Required Skills, Experience & Education

  • High School diploma or equivalent.
  • 1-2 years medical claims processing experience.
  • 10-key proficiency of 135 wpm.
  • Type a minimum of 35 wpm.
  • Knowledge of medical terminology, CPT codes and ICD-10 codes.
  • Strong verbal, written, and interpersonal communication skills.
  • Analytical, problem solving and organizational skills.
  • Ability to work well under pressure.
  • Maintain confidentiality and project a professional business image
  • Ability to maintain balanced performance in areas of production and quality.

Primary Functions

  • Review, process and adjust Commercial and Medicaid inpatient claims.
  • Review claims data, interpreting coding and understanding medical terminology in relation to diagnosis and procedures.
  • Review, analyze, price, and resolve inpatient claims through the utilization of available resources for moderate to complex inpatient claims, adjustments, and file reviews.
  • Process Commercial and Medicaid inpatient claims for all types of contracts (e.g., DRG, per diem, case rate, % of CMS).
  • Analyze and apply plan concepts to claims that include deductible, coinsurance, copay out of pocket, etc.
  • Examine claims to determine if further investigation is needed from other departments and routes claims appropriately through the system.
  • Contact providers and other outside sources for additional information.
  • Adjudicate claims to achieve quality and production standards applicable to the position.
  • Release claims by deadlines to meet company, state regulations, contractual agreements, and group performance guarantee standards.
  • Review Policy and Procedures (P&P) for process instructions to ensure accurate and efficient claims processing as well as providing suggestions for potential process improvements.
  • Perform all job functions with a high degree of discretion and confidentiality in compliance with federal, state, and departmental confidentiality guidelines.
  • Perform other duties as assigned.

Working Conditions & Contact With Others

  • Office environment with extensive close PC and keyboard work, constant sitting, and phone work. Must be able to navigate multiple screens. Work in excess of 37.5 hours per week, including evenings and occasional weekends, to meet business need.
  • Works internally with Healthcare Services, Membership Accounting, Customer Service, Hospital Auditors, Provider Correspondence, and Professional Relations. Works externally with providers and vendors.

Together, we can be more. We can be better.

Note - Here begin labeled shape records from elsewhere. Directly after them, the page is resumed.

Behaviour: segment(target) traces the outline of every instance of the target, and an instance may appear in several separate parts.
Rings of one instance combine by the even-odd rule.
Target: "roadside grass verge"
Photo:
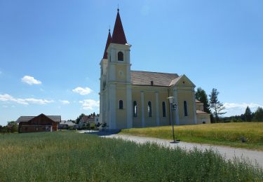
[[[172,126],[122,130],[119,134],[173,139]],[[263,122],[180,125],[175,127],[175,134],[182,141],[263,150]]]
[[[186,151],[72,132],[0,135],[0,181],[248,181],[263,170]]]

Moda Health seeks to allow equal employment opportunities for all qualified persons without regard to race, religion, color, age, sex, sexual orientation, national origin, marital status, disability, veteran status or any other status protected by law. This is applicable to all terms and conditions of employment, including recruiting, hiring, placement, promotion, termination, layoff, recall, transfer, leaves of absences, compensation, and training.